Civil society organisations and actors can play an important role in building the capacity and networks of private sector actors thereby promoting genuine corporate social responsibility.

7 Partnerships for capacity development

Civil society organisations in general, and the non-profit sector in particular, provide employment to millions of people around the world. However, many small and medium civil society organisations often lack adequate capacity to manage programmes, fund projects and mobilise resources. It is here that the private sector can provide capacity development opportunities to civil society organisations through staff exchanges or specific programmes designed for civil society organisations and the non-profit sector.
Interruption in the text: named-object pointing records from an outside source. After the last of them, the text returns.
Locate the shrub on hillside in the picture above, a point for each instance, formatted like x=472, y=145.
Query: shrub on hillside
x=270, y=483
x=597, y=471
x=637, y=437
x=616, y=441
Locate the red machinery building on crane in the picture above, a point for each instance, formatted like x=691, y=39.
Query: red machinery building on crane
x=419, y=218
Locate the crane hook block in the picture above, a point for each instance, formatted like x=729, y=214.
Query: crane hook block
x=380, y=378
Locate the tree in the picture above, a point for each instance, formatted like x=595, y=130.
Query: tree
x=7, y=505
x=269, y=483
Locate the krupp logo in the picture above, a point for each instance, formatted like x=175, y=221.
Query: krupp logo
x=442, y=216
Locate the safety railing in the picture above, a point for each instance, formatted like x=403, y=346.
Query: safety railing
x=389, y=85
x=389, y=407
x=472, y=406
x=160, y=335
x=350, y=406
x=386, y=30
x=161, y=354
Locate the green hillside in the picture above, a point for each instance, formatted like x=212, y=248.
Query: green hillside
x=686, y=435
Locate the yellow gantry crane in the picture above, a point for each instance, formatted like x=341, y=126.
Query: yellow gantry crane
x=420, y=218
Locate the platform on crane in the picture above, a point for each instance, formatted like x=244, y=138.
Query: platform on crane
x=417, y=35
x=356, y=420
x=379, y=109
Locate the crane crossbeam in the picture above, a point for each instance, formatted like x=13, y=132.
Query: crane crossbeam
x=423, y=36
Then too, many for-profit private organisations and enterprises lack the capacity to communicate to communities and engage in social and environmental initiatives. Some private sector organisations lack an understanding and appreciation of the principles of human rights, women’s rights, environmental safeguards and social policies. Here, civil society organisations can play an important role in building the capacity of the private sector to enhance its understanding of human rights and sustainable human development.

8 Promoting women’s rights and human rights

In most countries and societies, women are marginalised and often paid less than men for doing the same job. Many also face sexual harassment in the workplace. Civil society organisations and private sector companies can undertake joint initiatives to promote women’s rights within society and in the workplace. In many countries, marginalised/minority communities (ethnic, racial, caste, religious, linguistic) are discriminated against both in society as well as in terms of unequal job opportunities. Civil society organisations and the private sector can work together to promote greater human rights and ensure equal opportunities for women and marginalised communities.

9 Promoting youth empowerment and leadership

The number of young people has increased exponentially, particularly in Asia, Africa and the Arab world. Greater levels of unemployment, global migration and the insecurities that emerge from economic, social and political inequality foster discontent among young people across the world. According to an Amnesty International report, in the last two years there have been protests in over 90 countries, most of them led by young people. In many countries, political and social unrest has adversely affected the private sector. From a long-term perspective therefore, it is strategic for private sector companies to invest in a generation of leaders who are committed to peace, justice, human rights and democratic principles. Civil society organisations can play a very important role in providing opportunities for the promotion of socially responsible young business entrepreneurs and a new generation of competent, ethical leaders within civil society and the political process of a country.

10 Innovative technologies for sustainable human development

The private sector plays an important role in the area of innovative technology and the search for solutions to the longstanding problems of poverty and disease. Innovations in technology by private sector actors have helped provide clean drinking water to poor communities, promote digital literacy in order to bridge the digital divide, and develop affordable generic drugs to fight communicable diseases. The private sector has also pioneered innovative technologies that ensure transparency and accountability through e-governance.

But while private sector organisations may have the technology, civil society organisations often have wider networks within a given society and knowledge of how to translate a given technology in a given community or society to ensure maximum impact. Civil society–private sector engagement in using innovative technologies for sustainable human development could therefore bring about lasting, long-term change within society.

Civil society organisations have a responsibility to engage with private sector companies to make them more sensitive to issues of human dignity, human rights and sustainable development. The private sector on the other hand is capable of enhancing the capacities and resources of civil society organisations, allowing them to play a strategic leadership role in promoting a peaceful and sustainable world.